Prosecute Violators For Every Inch Of Encroachment: HC To Delhi Cops
The Delhi High Court on November 15 asked the police to lodge first information report (FIR) and prosecute the violators for every inch of encroachment on public land in the city. A Bench of Acting Chief Justice Gita Mittal and Justice C Hari Shankar noted that an experts' panel, set up by it for physical inspection of properties where illegal construction was done, had brought forward several illegalities, including trespass on public land. This three-member experts' panel was set up by the HC in May 16 this year. In its report, the panel said that 30 per cent of the population of Delhi was living in sub-human condition and 10 per cent completely in inhuman conditions due to such construction.

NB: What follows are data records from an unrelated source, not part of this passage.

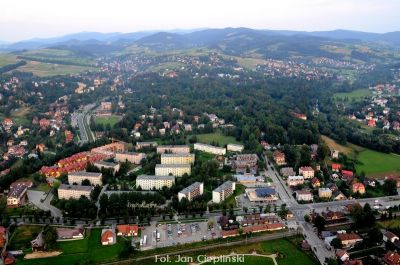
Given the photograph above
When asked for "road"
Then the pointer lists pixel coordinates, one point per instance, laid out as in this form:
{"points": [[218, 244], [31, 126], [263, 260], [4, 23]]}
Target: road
{"points": [[212, 246]]}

The HC has also directed the Delhi Police Commissioner to find out about the people who funded and carried out these constructions. The Bench also asked authorities to explain what action had been taken against the officials who allowed these illegal constructions to flourish.
The Bench also directed the three municipal corporations to put on their websites the encroachments and deviations made in the site plans of the buildings. It said that details on demolition and sealing orders of properties be filed before the court in one week, and listed the matter for November 24.
The court had earlier said Delhi was being reduced to a slum, thanks to rampant illegal construction. It ordered an inspection of the properties of all the three municipal bodies in the city and sought their original records.
The court was hearing several PILs, alleging presence of illegal constructions in all corners of the national capital. The pleas have also sought to register case against the officials of the corporations who had allegedly allowed such construction despite a demolition order against them.
The panel, in its report, has stated that the building bye-laws and development plans of the national capital are made to ensure builders' interest and not that of the citizens'. The panel expressed concern over the authorities' failure in urban planning to provide for the population influx in the city, and said "population pressure have beaten us hollow and caught the policy makers short of ideas continuously".